Barınma, giyim, yemek, ısınma gibi sorunlara çözüm bulunması gerektiğinin altını çizen Ruşen,  “İnsanlar çalışmak zorundalar. Kadınlar çocuklarına daha iyi bir yaşam kalitesi sunabilmek adına iş arıyorlar, çalışmak istiyorlar. Aileler, eğitim masrafları karşılamada sorunlar yaşıyor. Günübirlik işlerde çalışıyorlar, her gün bunlar için mücadele eden aileler kendilerine bakamıyor. Son zamanlarda birçok kadın da kanser hastalığı artmaya başladı. Kadınlar sağlık hizmetlerine erişemiyor. Şehrin içinde kronik rahatsızlık yaşayan hastalar da var. İlaç hizmeti düzenli şekilde verilmiyor. Konteyner dışında kalan insanlar daha mağdur. Onlara hiçbir hizmet verilmiyor. Resmi evrak işlerinde bilgi verme, danışma, tapu işlemlerinde halk çok mağdur ediliyor" şeklinde konuştu.

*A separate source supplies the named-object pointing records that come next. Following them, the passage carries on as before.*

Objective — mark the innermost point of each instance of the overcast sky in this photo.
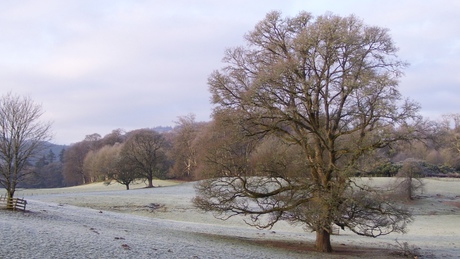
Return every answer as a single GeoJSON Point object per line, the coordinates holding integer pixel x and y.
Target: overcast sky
{"type": "Point", "coordinates": [95, 66]}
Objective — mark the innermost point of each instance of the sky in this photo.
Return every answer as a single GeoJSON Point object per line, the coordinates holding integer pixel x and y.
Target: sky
{"type": "Point", "coordinates": [95, 65]}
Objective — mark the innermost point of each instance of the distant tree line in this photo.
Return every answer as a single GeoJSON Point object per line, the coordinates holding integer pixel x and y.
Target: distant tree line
{"type": "Point", "coordinates": [189, 151]}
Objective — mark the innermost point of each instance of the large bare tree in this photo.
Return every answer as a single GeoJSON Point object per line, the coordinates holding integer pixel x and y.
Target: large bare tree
{"type": "Point", "coordinates": [22, 137]}
{"type": "Point", "coordinates": [327, 85]}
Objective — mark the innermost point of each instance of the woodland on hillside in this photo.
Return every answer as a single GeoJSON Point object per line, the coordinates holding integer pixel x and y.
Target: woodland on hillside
{"type": "Point", "coordinates": [186, 149]}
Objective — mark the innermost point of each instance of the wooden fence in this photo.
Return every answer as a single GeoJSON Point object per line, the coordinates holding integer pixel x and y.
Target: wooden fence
{"type": "Point", "coordinates": [14, 203]}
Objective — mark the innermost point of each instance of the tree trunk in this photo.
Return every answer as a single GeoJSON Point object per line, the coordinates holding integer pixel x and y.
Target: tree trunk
{"type": "Point", "coordinates": [323, 241]}
{"type": "Point", "coordinates": [150, 179]}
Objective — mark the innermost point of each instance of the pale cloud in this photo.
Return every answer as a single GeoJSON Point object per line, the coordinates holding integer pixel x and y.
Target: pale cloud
{"type": "Point", "coordinates": [100, 65]}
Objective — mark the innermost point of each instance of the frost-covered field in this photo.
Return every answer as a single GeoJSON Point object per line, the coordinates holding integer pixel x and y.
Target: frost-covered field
{"type": "Point", "coordinates": [98, 221]}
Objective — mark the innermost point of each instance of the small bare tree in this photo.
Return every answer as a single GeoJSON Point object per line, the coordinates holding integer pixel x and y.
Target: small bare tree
{"type": "Point", "coordinates": [144, 152]}
{"type": "Point", "coordinates": [22, 137]}
{"type": "Point", "coordinates": [408, 180]}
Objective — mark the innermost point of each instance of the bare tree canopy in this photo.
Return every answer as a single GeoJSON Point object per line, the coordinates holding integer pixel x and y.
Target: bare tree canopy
{"type": "Point", "coordinates": [328, 86]}
{"type": "Point", "coordinates": [144, 152]}
{"type": "Point", "coordinates": [22, 137]}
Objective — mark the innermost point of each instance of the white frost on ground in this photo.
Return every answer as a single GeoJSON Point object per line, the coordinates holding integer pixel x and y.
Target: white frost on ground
{"type": "Point", "coordinates": [97, 221]}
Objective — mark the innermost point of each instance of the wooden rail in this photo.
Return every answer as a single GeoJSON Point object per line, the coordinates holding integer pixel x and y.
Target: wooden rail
{"type": "Point", "coordinates": [14, 203]}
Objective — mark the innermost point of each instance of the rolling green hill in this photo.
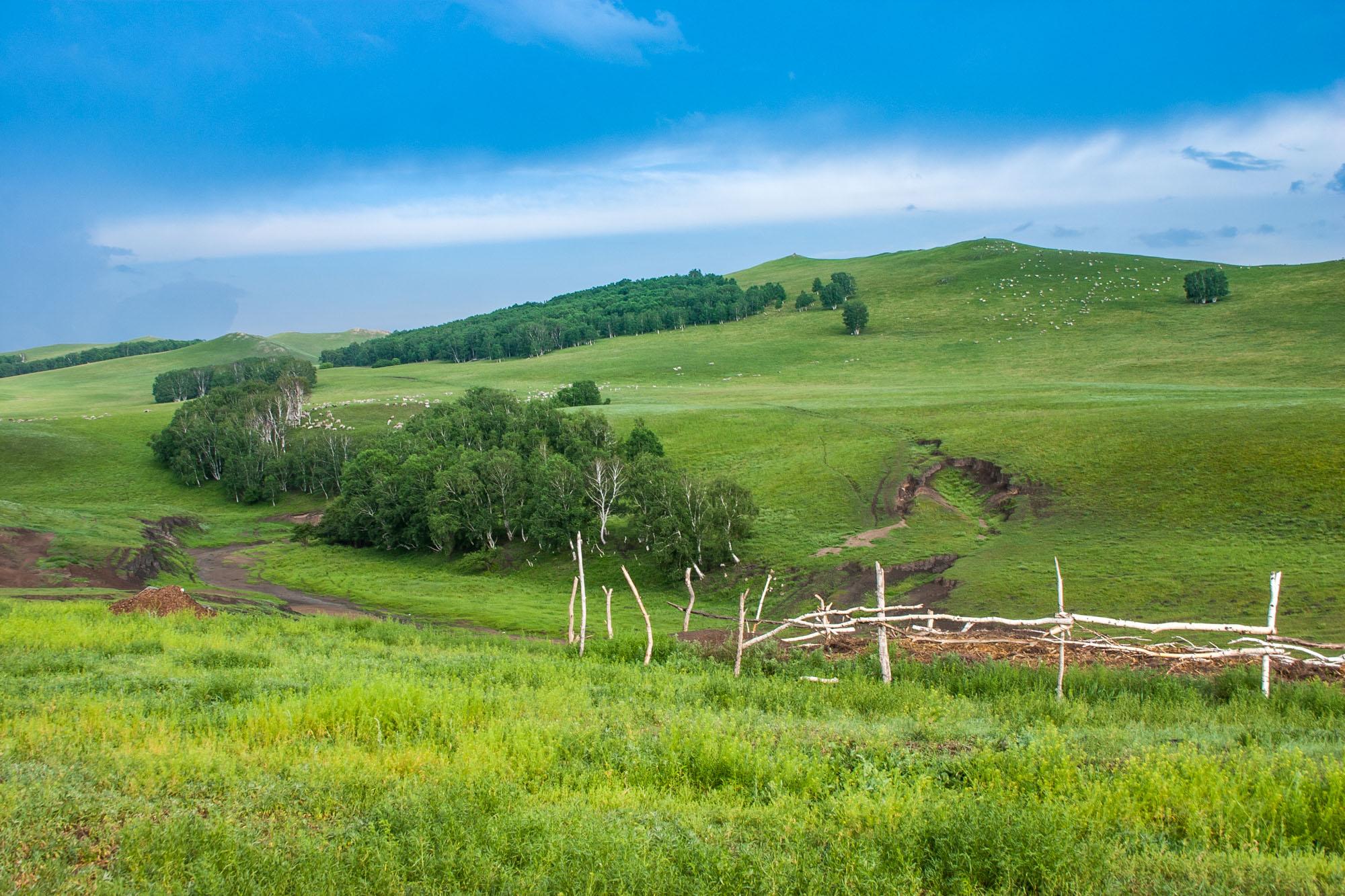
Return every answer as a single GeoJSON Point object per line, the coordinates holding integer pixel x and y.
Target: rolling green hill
{"type": "Point", "coordinates": [310, 345]}
{"type": "Point", "coordinates": [1179, 452]}
{"type": "Point", "coordinates": [1171, 455]}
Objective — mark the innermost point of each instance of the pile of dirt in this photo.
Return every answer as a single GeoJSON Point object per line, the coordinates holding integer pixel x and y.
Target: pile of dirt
{"type": "Point", "coordinates": [161, 602]}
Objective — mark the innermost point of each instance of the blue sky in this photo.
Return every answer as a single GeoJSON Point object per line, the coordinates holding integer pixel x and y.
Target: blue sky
{"type": "Point", "coordinates": [186, 169]}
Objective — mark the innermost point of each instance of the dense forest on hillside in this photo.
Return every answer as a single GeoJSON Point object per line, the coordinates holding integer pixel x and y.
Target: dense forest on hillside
{"type": "Point", "coordinates": [466, 475]}
{"type": "Point", "coordinates": [194, 382]}
{"type": "Point", "coordinates": [622, 309]}
{"type": "Point", "coordinates": [14, 365]}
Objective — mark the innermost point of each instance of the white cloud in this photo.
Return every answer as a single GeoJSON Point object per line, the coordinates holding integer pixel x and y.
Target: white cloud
{"type": "Point", "coordinates": [1085, 179]}
{"type": "Point", "coordinates": [602, 29]}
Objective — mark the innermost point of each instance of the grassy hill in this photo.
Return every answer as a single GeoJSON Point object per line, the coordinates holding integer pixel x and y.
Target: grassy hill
{"type": "Point", "coordinates": [251, 754]}
{"type": "Point", "coordinates": [1175, 455]}
{"type": "Point", "coordinates": [1182, 451]}
{"type": "Point", "coordinates": [310, 345]}
{"type": "Point", "coordinates": [65, 348]}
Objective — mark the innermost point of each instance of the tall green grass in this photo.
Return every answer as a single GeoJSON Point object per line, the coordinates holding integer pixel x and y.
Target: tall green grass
{"type": "Point", "coordinates": [276, 755]}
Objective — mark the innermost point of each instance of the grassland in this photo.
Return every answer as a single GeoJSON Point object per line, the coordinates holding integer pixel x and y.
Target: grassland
{"type": "Point", "coordinates": [1184, 452]}
{"type": "Point", "coordinates": [1187, 450]}
{"type": "Point", "coordinates": [252, 754]}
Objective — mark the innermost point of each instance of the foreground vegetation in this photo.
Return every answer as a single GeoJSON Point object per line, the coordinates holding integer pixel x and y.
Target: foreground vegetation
{"type": "Point", "coordinates": [278, 755]}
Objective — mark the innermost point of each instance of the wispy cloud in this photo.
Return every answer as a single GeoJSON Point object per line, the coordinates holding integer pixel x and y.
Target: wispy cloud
{"type": "Point", "coordinates": [1235, 161]}
{"type": "Point", "coordinates": [601, 29]}
{"type": "Point", "coordinates": [1172, 239]}
{"type": "Point", "coordinates": [1338, 184]}
{"type": "Point", "coordinates": [722, 184]}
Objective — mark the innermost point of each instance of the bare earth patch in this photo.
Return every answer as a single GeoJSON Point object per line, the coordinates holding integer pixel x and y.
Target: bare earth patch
{"type": "Point", "coordinates": [864, 538]}
{"type": "Point", "coordinates": [161, 602]}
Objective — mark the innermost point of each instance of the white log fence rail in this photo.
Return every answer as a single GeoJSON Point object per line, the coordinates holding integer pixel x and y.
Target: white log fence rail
{"type": "Point", "coordinates": [918, 623]}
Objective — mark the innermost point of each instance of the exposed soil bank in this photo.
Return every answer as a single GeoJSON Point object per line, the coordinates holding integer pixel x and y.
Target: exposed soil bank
{"type": "Point", "coordinates": [24, 549]}
{"type": "Point", "coordinates": [231, 568]}
{"type": "Point", "coordinates": [999, 490]}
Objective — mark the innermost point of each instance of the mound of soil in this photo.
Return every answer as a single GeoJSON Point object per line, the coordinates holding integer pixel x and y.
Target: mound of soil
{"type": "Point", "coordinates": [161, 602]}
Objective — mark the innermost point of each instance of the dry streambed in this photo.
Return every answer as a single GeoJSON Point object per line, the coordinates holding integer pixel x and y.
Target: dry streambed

PSİKO-SOSYAL DESTEK SAĞLANMALI

DAD Adıyaman Şube Başkanı Ruşen, deprem bölgesinde yaşayan halka psiko-sosyal destek verilmesi gerektiğinin altını çizerek sözlerini şöyle tamamladı: "Öncelikle deprem bölgesinde halka psiko-sosyal destek sağlanmalı. İnsanlar sağlık tarama testlerinden geçirilmeli. Sadece konteynır kentlerde değil, mahalle ve köylerde de hizmetler arttırılmalı. Evi yıkılıp konteyner kentte kalamayacak durumda olan yurttaşlara destek olunmalı.  Kadınlar için sosyal alanlar oluşturulmalı. Merkeze yakın yerler dışında okula gitmekte zorluk çeken öğrencilere düzenli servis verilmeli."